[PATCH] drm/scheduler: Add drm_sched_suspend/resume timeout functions

Wed Nov 14 19:03:41 UTC 2018

Am 14.11.18 um 18:29 schrieb Sharat Masetty:
>
>
> On 11/8/2018 8:11 PM, Koenig, Christian wrote:
>> Am 08.11.18 um 14:42 schrieb Sharat Masetty:
>>> Hi Christian,
>>>
>>> Can you please review this patch? It is a continuation of the 
>>> discussion at [1].
>>> At first I was thinking of using a cancel for suspend instead of a 
>>> mod(to an
>>> arbitrarily large value), but I couldn't get it to fit in as I have 
>>> an additional
>>> constraint of being able to call these functions from an IRQ context.
>>>
>>> These new functions race with other contexts, primarily finish_job(),
>>> timedout_job() and recovery(), but I did go through the possible 
>>> races between
>>> these(I think). Please let me know what you think of this? I have 
>>> not tested
>>> this yet and if this is something in the right direction, I will put 
>>> this
>>> through my testing drill and polish it.
>>>
>>> IMO I think I prefer the callback approach as it appears to be 
>>> simple, less
>>> error prone for both the scheduler and the drivers.
>>
>> Well I agree that this is way to complicated and looks racy to me as
>> well. But this is because you moved away from my initial suggestion.
>>
>> So here is once more how to do it without any additional locks or races:
>>
>> /**
>>    * drm_sched_suspend_timeout - suspend timeout for reset worker
>>    *
>>    * @sched: scheduler instance for which to suspend the timeout
>>    *
>>    * Suspend the delayed work timeout for the scheduler. Note that
>>    * this function can be called from an IRQ context.
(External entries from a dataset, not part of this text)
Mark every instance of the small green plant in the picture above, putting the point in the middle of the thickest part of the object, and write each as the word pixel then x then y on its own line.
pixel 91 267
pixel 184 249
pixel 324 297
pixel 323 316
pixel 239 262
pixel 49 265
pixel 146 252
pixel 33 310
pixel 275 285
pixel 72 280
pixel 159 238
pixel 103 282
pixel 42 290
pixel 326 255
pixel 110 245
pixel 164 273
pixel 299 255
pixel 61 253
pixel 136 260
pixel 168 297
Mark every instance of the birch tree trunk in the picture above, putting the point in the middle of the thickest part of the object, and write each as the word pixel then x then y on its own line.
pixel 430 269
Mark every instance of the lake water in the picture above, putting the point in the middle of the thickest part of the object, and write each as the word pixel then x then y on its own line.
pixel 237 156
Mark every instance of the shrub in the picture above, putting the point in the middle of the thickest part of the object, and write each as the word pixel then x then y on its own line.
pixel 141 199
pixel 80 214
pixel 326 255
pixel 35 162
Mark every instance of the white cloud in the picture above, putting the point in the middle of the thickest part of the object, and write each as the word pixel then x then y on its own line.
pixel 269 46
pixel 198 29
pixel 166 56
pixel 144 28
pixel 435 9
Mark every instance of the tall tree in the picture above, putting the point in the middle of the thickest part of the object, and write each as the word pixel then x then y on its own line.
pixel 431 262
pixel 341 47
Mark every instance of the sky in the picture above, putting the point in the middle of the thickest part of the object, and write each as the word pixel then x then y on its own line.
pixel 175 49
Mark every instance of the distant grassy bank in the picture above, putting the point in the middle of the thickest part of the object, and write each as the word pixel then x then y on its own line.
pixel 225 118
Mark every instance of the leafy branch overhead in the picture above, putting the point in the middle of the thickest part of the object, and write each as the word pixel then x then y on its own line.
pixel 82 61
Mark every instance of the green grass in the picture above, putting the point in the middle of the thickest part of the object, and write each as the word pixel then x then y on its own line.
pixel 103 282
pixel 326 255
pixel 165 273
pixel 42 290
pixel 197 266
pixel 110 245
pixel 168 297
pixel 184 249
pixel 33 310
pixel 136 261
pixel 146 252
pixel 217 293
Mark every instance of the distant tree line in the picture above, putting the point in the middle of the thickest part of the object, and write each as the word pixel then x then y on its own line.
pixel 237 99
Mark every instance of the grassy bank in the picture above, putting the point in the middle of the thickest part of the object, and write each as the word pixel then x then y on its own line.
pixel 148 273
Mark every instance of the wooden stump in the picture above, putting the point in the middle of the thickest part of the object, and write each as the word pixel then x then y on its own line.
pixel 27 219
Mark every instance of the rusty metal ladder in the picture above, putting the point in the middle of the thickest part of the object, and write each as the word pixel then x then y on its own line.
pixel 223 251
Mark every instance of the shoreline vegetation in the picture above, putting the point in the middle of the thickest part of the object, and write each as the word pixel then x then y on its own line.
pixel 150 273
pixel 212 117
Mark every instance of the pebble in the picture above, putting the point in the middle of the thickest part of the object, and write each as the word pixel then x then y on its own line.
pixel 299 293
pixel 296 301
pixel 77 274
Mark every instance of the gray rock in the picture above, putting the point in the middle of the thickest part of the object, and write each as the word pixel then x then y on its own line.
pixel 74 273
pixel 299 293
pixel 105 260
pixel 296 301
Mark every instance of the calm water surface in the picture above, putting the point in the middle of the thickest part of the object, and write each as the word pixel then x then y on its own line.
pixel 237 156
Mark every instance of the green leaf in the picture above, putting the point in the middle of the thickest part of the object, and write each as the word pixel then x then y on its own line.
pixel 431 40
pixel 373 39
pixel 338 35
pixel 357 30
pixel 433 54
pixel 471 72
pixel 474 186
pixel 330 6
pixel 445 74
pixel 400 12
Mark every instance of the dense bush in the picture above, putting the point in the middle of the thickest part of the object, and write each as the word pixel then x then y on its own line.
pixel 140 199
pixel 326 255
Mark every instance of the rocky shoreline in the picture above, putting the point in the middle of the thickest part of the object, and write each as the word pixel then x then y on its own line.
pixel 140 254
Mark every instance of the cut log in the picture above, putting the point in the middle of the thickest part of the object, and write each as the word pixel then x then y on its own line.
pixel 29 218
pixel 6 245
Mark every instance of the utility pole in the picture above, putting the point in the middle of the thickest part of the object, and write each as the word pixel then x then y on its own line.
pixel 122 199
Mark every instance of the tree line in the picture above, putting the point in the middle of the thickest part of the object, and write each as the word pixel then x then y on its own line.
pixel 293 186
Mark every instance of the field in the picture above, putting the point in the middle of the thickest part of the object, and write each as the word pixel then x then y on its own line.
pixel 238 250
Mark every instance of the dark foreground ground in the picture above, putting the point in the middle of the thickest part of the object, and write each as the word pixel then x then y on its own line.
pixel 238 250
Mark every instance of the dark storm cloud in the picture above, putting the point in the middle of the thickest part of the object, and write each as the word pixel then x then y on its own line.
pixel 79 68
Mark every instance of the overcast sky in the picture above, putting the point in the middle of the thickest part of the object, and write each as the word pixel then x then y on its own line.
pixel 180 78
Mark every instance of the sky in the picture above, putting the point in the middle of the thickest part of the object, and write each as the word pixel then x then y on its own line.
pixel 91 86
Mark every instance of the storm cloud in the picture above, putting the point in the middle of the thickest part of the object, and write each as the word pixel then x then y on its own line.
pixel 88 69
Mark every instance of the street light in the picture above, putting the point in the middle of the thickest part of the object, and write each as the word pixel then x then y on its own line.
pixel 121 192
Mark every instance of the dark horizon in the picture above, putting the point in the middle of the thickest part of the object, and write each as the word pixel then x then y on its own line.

It returns the
>> timeout remaining.
>>    */
>> unsigned long drm_sched_suspend_timeout(struct drm_gpu_scheduler *sched)
>> {
>>
>>     unsigned long timeout, current = jiffies
>>
>>     timeout = sched->work_tdr.timer.expires;
>>
>>     /*
>>      * Set timeout to an arbitrarily large value, this also prevents 
>> the timer to be
>>      * started when new submissions arrive.
>>      */
>>     if (mod_delayed_work(system_wq, &sched->work_tdr, sched->timeout 
>> * 10) &&
>>         time_after(timeout, current))
>>         return timeout - current;
>>     else
>>         return sched->timeout;
>> }
>>
>> /**
>>    * drm_sched_resume_timeout - resume timeout for reset worker
>>    *
>>    * @sched: scheduler instance for which to resume the timeout
>>    * @remaining: remaining timeout
>>    *
>>    * Resume the delayed work timeout for the scheduler. Note that
>>    * this function can be called from an IRQ context.
>>    */
>> void drm_sched_resume_timeout(struct drm_gpu_scheduler *sched, 
>> unsigned long remaining)
>> {
>>     if (list_empty(&sched->ring_mirror_list))
>>         cancel_delayed_work(&sched->work_tdr);
>>     else
>>         mod_delayed_work(system_wq, &sched->work_tdr, remaining);
>> }
> Hi Christian,
>
> Thank you for the suggestions - I was able to try this out this week. 
> It works for the most part, but there are a couple of races which need 
> further considerations.
>
> 1) The drm_sched_resume_timeout() can race with both the 
> drm_sched_job_finish() and also new job submissions. In the driver the 
> job submission which triggered the preemption can be complete as soon 
> as the switch happens and it is quite possible that I get the 
> preemption complete and the job done interrupt at the same time. So 
> this means that drm_sched_resume_timeout() in IRQ context can race 
> with drm_sched_job_finish() in worker thread context on another CPU. 
> Also in parallel new jobs can be submitted, which will also update the 
> ring mirror list . These races can be addressed however with locking 
> the job_list_lock inside the drm_sched_resume_timeout().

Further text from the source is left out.